Index

View from the street Ian Barron:

12: THE STREET LAWYER

John Grisham Arrow Books, £5.99

NOVELIST John Grisham mined a rich vein of interest in the legal world with storylines containing all the ingredients that make for exciting plots. Every new book becomes a no.1 best seller in the US–kidnappings, murder, Mafia conspiracies, double-crossers in the world of politics and the law–it all makes for spicy reading. But The Street Lawyer appears to be the pro bono offering of a rich writer with a conscience.

The book is more a documentary of the plight of the homeless on the streets of Washington DC.

The tragedy begins with a shady character buying a derelict property for $11,000 and selling it six months later to the Federal government for $200,000. The evictions that follow lead our hero, the lawyer from a top-notch firm dedicated to billing its clients maximum rates for its services, in to the soup kitchens. And that’s the start of a tour around the streets of despair in the capital city of the richest nation in the world. The fiction is peppered with facts which no doubt stopped Grisham in his tracks:

* Only 14% of disabled home-less people receive disability benefits

* About half of all poor people spend 70% of their income trying to keep the housing they have

* It costs 25% more per day to keep a person in jail than to provide shelter, food, transportation and counselling services.

As the lawyer is sucked deeper into the hopelessness that smothers the homeless he learns about the social attitudes that lock thousands of people out of the homes which we take for granted. He’s told:

"The trend in urban America is to criminalize homelessness. The big cities have passed all sorts of laws designed to persecute those who live on the streets. Can’t beg, can’t sleep on a bench, can’t camp under a bridge, can’t store personal items in a public park, can’t sit on a sidewalk, can’t eat in public".

"Damned cities are spending more on legal fees than on building shelters for the homeless. You gotta love this country. New York, richest city in the world, can’t house its people so they sleep on the streets and panhandle on Fifth Avenue, and this upsets the sensitive New Yorkers, so they elect Rudy WhatsHisFace who promises to clean up the streets, and he gets his blue ribbon city council to outlaw homelessness, just like that–can’t beg, can’t sit on the sidewalk, can’t be homeless–and they cut budgets like hell, close shelters and cut assistance, and at the same time they spend a bloody fortune paying New York lawyers to defend them for trying to eliminate poor people".

The lawyer is forced to recognise the reality of the political system.
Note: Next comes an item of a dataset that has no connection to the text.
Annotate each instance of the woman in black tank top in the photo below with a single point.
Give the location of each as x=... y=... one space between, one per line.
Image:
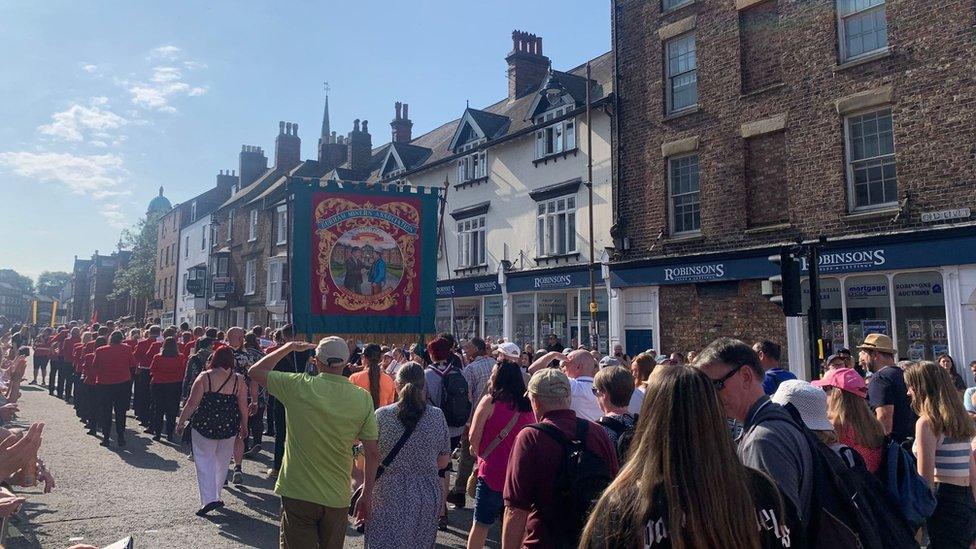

No good complaining about the failure of the city government to enforce its laws on standards for apartment blocks when "the answer was in the pot-holes too numerous to count or avoid; and the fleet of police cars, a third of which were too dangerous to drive; and the schools with roofs caving in; and the hospitals with patients stuffed in closets; and the five hundred homeless mothers and children unable to find a shelter. The city simply didn’t work".